Droplets (in oil) or gels (in aqueous buffer) were stained with SYBR Green by mixing with equal volumes of SYBR Green-saturated BioRad Oil or dissolving SYBR Green to 10× concentration, respectively. Next, 10 μl SYBR Green-stained droplets or gels were pipetted into a disposable cell-counting chamber slide (C10228) and imaged on a Nikon Eclipse Ti epifluorescence microscope using a 4X objective with a X-cite120 LED light source with 470/525 nm filter and 560/630 nm filters for SYBR Green and CF555 channels, respectively. The resulting raw images were analyzed using ImageJ (FIJI v.1.53f51) using the Find Maxima function on the fluorescence and brightfield images to automatically count the numbers of fluorescent particles and droplets, respectively. In empty droplets or gels, the Find Maxima algorithm failed to identify fluorescent particles, as expected.

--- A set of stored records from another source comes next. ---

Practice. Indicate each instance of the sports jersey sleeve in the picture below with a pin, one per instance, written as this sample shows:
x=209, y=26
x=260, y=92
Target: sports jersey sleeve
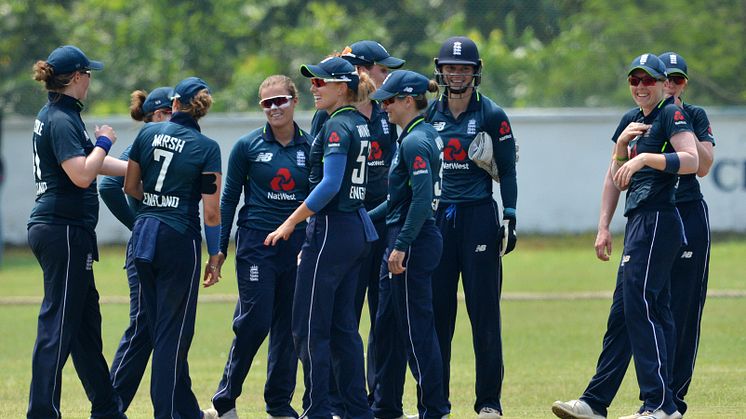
x=111, y=192
x=238, y=173
x=335, y=138
x=503, y=147
x=701, y=125
x=68, y=140
x=416, y=156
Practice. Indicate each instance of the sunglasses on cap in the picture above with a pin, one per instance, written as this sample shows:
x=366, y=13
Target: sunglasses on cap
x=646, y=81
x=322, y=82
x=677, y=79
x=276, y=101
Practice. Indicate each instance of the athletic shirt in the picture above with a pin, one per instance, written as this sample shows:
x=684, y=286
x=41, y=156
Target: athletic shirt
x=414, y=180
x=382, y=147
x=346, y=132
x=172, y=157
x=463, y=180
x=59, y=135
x=652, y=189
x=272, y=177
x=688, y=189
x=110, y=189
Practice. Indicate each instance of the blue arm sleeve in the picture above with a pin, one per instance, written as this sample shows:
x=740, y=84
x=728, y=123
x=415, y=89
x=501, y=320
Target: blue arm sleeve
x=334, y=168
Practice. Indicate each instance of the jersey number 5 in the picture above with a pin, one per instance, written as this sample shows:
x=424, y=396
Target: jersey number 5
x=167, y=156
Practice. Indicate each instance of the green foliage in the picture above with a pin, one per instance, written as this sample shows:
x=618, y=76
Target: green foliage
x=536, y=52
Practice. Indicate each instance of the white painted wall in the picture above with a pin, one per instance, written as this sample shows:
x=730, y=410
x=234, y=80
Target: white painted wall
x=564, y=154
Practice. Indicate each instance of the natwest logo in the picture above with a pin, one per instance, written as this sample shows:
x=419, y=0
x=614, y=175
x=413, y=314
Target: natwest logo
x=453, y=151
x=282, y=181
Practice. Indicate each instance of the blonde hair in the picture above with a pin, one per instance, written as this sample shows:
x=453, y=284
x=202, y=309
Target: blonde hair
x=280, y=79
x=44, y=73
x=198, y=106
x=137, y=99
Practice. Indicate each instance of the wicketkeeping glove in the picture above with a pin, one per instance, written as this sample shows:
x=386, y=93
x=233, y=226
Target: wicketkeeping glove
x=508, y=236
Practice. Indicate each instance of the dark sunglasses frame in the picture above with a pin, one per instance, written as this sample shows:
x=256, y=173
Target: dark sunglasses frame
x=275, y=100
x=646, y=81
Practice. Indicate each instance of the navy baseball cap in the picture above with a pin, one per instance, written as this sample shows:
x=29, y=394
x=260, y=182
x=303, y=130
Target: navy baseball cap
x=332, y=68
x=188, y=88
x=675, y=63
x=67, y=59
x=159, y=98
x=367, y=53
x=458, y=50
x=401, y=83
x=650, y=64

Identifying plasmid replicon sequences in MAGs

The website https://opendata.lifebit.ai/table/SGB contains 154,723 microbial genomes assembled from 9,428 samples of the human microbiome from diverse geographic locations, body sites, diseases and lifestyles44. We downloaded all MAGs from the database, performed BLASTN search for all target replicon sequences with settings ‘-evalue 0.001 -perc_identity 0.9 -max_target_seqs 1’ and filtered BLASTN results with an identity cutoff of 90% and replicon coverage cutoff of 70%. Within the filtered results, we used GTDB-Tk45 v.1.8 to extract taxonomic information for all selected MAGs that contained hits to the replicon sequences.

Extended Data

Extended Data Fig. 1 ∣. Tracking cell lysis efficiencies using Cellbrite-Fix 555 and SYBR Green staining in >1000 droplets or gels in each step of the lysis protocol.

Extended Data Fig. 1 ∣

Cellbrite (CF555) stains cell membrane and cell wall components while SYBR Green stains DNA, allowing us to identify whether a cell is intact (CF555 and SYBR staining) or lysed (only SYBR staining). (a) Representative fluorescence microscopy overlay of Green Channel (SYBR staining), Red Channel (CF555 staining), and Brightfield (Droplets/Gels) as a water-in-oil emulsion, as gels before lysis (top two images) and as gels after lysis (bottom image). Arrows denote representative droplets containing cells. Scale bars represent 100 μm. (b) The percentage of droplets containing fluorescent particles (# of fluorescent particles divided by the total # of droplets or gels) by SYBR or CF555 staining for each condition. Before lysis, CF555 and SYBR fluorescent particles are approximately equal in abundance. Following lysis, CF555 particles are substantially reduced, indicating lysis of the cells. n represents total number of droplets analyzed for each condition. The discrepancy between % encapsulated cells in pre-lysis emulsion and pre-lysis gel is due to the approximate nature of the droplet counting algorithm. Since the droplet counting algorithms are imperfect, some droplets do not get counted and some get counted multiple times. Therefore, the % of stained cells are only approximate estimates. (c) The percentage of droplets containing unlysed cells at each step. Unlysed cells are defined as particles that are fluorescent in both CF555 and SYBR Green channels. Data shown are result of one independent experiment.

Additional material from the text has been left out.